What would the state's suggestion be for most of the people who can't get through underwriting?
 
I have heard that there are about 5 states that are sending letters to the residents of that State telling them that they should be getting LTC insurance because the State will not have the money to take care of them. Now I have heard this from three different people...so, does anyone know about this and is there a link or copy of the letter being sent out?
Thanks

The federal government is requiring all states to adopt a partnership program similar to what Indiana and several other states already have. This is a plan to help save Medicaid from going broke.

Basically it will encourage more people to buy long term care insurance and the more people that have it the fewer that will end up on Medicaid from bad planning (middle-class not the poor ones.) This will help preserve Medicaid for the truly needy.

Each state is required to spend money promoting the program. "Long Term Care Insurance is good for America" is a slogan for the program.

The advantage to the consumer is; is you buy one of these partnership plans, if you outlive the plan benefits the state will carry you and you will never have to spend down your assets to qualify for Medicaid.

One of the requirements of the plans is they MUST have inflation protection. Indiana's requires 5% annual compounded. That adds a lot to the premuim. I think the federal requirements will only require 3% simple which will be much, much less.

Good program.
 
The advantage to the consumer is; is you buy one of these partnership plans, if you outlive the plan benefits the state will carry you and you will never have to spend down your assets to qualify for Medicaid.

My understanding of partnership program is that the amount of LTC benefit that is brought is the elimination of the spenddown. Yet anything above that amount will need to be spentdown. If you purchase say $200 grand of benefit then $200 grand will be the amount that will not count towards the spenddown.
 
In that case, why not buy a $200,000 life policy and put it in an ILIT. Wouldn't that protect the $200k form spendown and be cheaper than paying LTC premiums. I know it would not help the system but it would help the client.

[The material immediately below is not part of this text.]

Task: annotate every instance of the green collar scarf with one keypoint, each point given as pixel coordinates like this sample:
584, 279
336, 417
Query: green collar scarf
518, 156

Is it our duty to save the client or the system? Should we be looking for loopholes so people can dodge losing their assets and using gov't funds?
 
In that case, why not buy a $200,000 life policy and put it in an ILIT. Wouldn't that protect the $200k form spendown and be cheaper than paying LTC premiums. I know it would not help the system but it would help the client.

Is it our duty to save the client or the system? Should we be looking for loopholes so people can dodge losing their assets and using gov't funds?

An irrevocable life insurance trust would mean that you are giving your money to the trust and can't get to it ever again. Plus it would have to be done at least 5-years before applying for Medicaid. And third, most people with money don't WANT to get on Medicaid.
 
I understand now. I don't know why I was thinking that people with money would be comfortable on medicaid. I wasn't sure how much worse medicaid care is compared to someone who pays. What do people use ILIT's for?
 
In that case, why not buy a $200,000 life policy and put it in an ILIT. Wouldn't that protect the $200k form spendown and be cheaper than paying LTC premiums. I know it would not help the system but it would help the client.

Is it our duty to save the client or the system? Should we be looking for loopholes so people can dodge losing their assets and using gov't funds?

Disregarding the ILIT statement I do believe a LTC Policy dollar for dollar has a bigger bang for the buck then a Life Policy or Annuity with a LTC Rider.